No man knows the time. These people are not representative of Christians in general.

Armageddon will come only after the US abandons Israel, or so I am informed.

gwar5's picture

We could just downgrade everybody at the same time in a race to the bottom. Everybody wins. Nobody loses. Nobody figures it out. Like currencies.

Just Revealed: Possible reason for global economic chaos -- Dark Energy. It's driving the whole universe apart.

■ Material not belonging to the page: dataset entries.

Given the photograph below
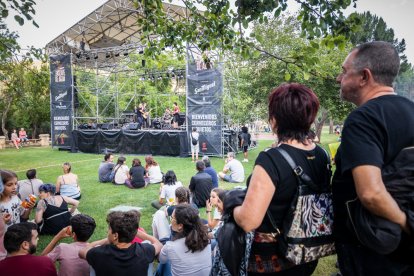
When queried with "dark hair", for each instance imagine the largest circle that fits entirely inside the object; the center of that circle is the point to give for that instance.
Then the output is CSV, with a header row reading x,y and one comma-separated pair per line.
x,y
206,161
136,162
124,223
200,165
106,157
294,107
17,234
195,233
182,194
30,174
83,226
47,188
7,175
220,193
381,58
121,160
170,178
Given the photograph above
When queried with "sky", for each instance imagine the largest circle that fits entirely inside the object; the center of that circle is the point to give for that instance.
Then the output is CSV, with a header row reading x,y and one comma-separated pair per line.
x,y
56,16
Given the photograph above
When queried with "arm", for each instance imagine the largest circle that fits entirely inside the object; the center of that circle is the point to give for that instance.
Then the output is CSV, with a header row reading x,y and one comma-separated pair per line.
x,y
374,196
61,235
156,243
73,202
250,214
84,251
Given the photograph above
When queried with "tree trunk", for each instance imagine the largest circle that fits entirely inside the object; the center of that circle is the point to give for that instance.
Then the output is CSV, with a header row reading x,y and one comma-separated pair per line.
x,y
4,117
319,124
330,125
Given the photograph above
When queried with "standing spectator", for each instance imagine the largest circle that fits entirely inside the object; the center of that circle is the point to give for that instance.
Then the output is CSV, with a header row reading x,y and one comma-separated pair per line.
x,y
200,186
372,136
154,173
15,139
81,229
121,172
190,252
167,190
29,186
211,171
67,184
105,168
137,174
23,136
52,212
116,255
195,145
234,167
20,242
10,204
245,141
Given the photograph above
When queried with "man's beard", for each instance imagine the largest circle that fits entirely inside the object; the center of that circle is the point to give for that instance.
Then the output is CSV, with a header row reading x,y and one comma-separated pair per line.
x,y
32,249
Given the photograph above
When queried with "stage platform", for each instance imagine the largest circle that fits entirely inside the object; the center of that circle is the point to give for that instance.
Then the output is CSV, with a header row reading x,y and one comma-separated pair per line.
x,y
142,142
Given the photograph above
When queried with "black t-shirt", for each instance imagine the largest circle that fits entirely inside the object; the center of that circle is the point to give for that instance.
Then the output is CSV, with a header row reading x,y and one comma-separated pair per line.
x,y
110,260
373,134
137,176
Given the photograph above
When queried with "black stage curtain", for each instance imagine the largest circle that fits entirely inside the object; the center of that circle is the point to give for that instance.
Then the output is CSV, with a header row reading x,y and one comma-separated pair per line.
x,y
171,143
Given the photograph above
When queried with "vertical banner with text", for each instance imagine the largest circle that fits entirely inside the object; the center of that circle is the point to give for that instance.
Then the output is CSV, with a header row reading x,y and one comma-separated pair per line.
x,y
204,101
61,103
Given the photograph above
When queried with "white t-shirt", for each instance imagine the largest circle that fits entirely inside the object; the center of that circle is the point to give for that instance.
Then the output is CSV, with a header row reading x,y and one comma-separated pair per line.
x,y
14,208
155,175
236,170
121,174
168,191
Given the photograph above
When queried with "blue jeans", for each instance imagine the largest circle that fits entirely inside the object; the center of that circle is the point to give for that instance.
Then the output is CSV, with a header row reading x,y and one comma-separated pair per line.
x,y
356,260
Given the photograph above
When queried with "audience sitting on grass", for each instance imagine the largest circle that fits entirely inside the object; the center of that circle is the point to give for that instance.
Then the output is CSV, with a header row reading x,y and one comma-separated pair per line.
x,y
52,213
211,171
116,255
200,186
167,190
105,168
153,170
29,186
137,174
121,172
81,229
189,253
20,242
67,184
10,204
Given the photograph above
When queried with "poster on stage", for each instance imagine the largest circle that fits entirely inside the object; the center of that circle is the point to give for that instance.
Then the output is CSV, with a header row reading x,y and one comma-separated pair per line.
x,y
61,100
204,106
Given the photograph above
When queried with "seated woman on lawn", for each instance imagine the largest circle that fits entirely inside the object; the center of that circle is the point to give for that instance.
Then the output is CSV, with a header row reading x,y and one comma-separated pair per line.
x,y
189,253
167,190
121,172
137,173
52,213
67,184
153,170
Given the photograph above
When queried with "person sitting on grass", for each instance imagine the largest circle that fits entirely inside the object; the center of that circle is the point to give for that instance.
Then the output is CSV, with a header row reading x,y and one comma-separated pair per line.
x,y
20,242
81,229
30,185
52,212
105,168
116,255
167,190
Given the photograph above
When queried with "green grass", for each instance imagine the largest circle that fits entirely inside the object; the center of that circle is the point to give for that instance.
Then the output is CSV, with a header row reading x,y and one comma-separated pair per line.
x,y
98,198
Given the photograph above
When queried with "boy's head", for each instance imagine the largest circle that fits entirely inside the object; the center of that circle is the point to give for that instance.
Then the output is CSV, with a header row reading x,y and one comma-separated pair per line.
x,y
83,226
123,226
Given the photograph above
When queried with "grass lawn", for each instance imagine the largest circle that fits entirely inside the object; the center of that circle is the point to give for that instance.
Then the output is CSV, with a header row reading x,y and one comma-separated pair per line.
x,y
98,198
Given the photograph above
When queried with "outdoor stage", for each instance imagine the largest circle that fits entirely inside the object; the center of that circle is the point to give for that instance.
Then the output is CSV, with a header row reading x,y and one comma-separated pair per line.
x,y
142,142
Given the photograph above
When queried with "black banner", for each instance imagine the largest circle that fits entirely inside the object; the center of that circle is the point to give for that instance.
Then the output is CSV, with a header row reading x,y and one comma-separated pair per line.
x,y
204,100
61,100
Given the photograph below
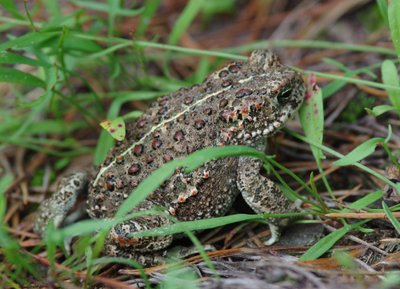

Clockwork Orange's picture

Most fraudulent market I have ever seen.

williambanzai7's picture

Well they got bailed out of AIG big time, might as well bail em in Greece too.

MrTrader's picture

Bla, bla, bla, bla, bla.  When, If, if at all, now, then tomorrow, last week, no - in 2013. What babblers! Greece will go through all of it until 2013 and then be rescued by the EFSF. For all newbies in the business:

http://www.efsf.europa.eu/attachments/faq_en.pdf

 

Sudden Debt's picture

These guys need a crash course in banking, here it comes:

 

STEP 1: CHANGE YOUR NAME IN TBTF ______ (fill in name here)

STEP 2: DONATE 1 MILLION DOLLAR TO YOUR LOCAL PRESIDENT FOR EVERY 1 BILLION YOU WANT FOR FREE

STEP 3: PAY YOURSELF A BIG BONUS

 

 

 

falak pema's picture

The other french banks are gleefully looking at this exposure of their rival...It may mean that the last big one on the block will be invited by Sarkozy to restructure with government aid to get a bigger national market share. Wait for the shit to unfold...there are three other dominoes...Mamma Mia...After the USD goes west, the Yen goes east, now the euro goes south...Maybe the Yuan is heading north. Anyways, Zimbabwe is looking very promising.

Volaille de Bresse's picture

"The other french banks are gleefully looking at this exposure of their rival..."

 

So true! BNP & SocGen are dying to lay their grummy hands on CA's network of agencies in rural areas.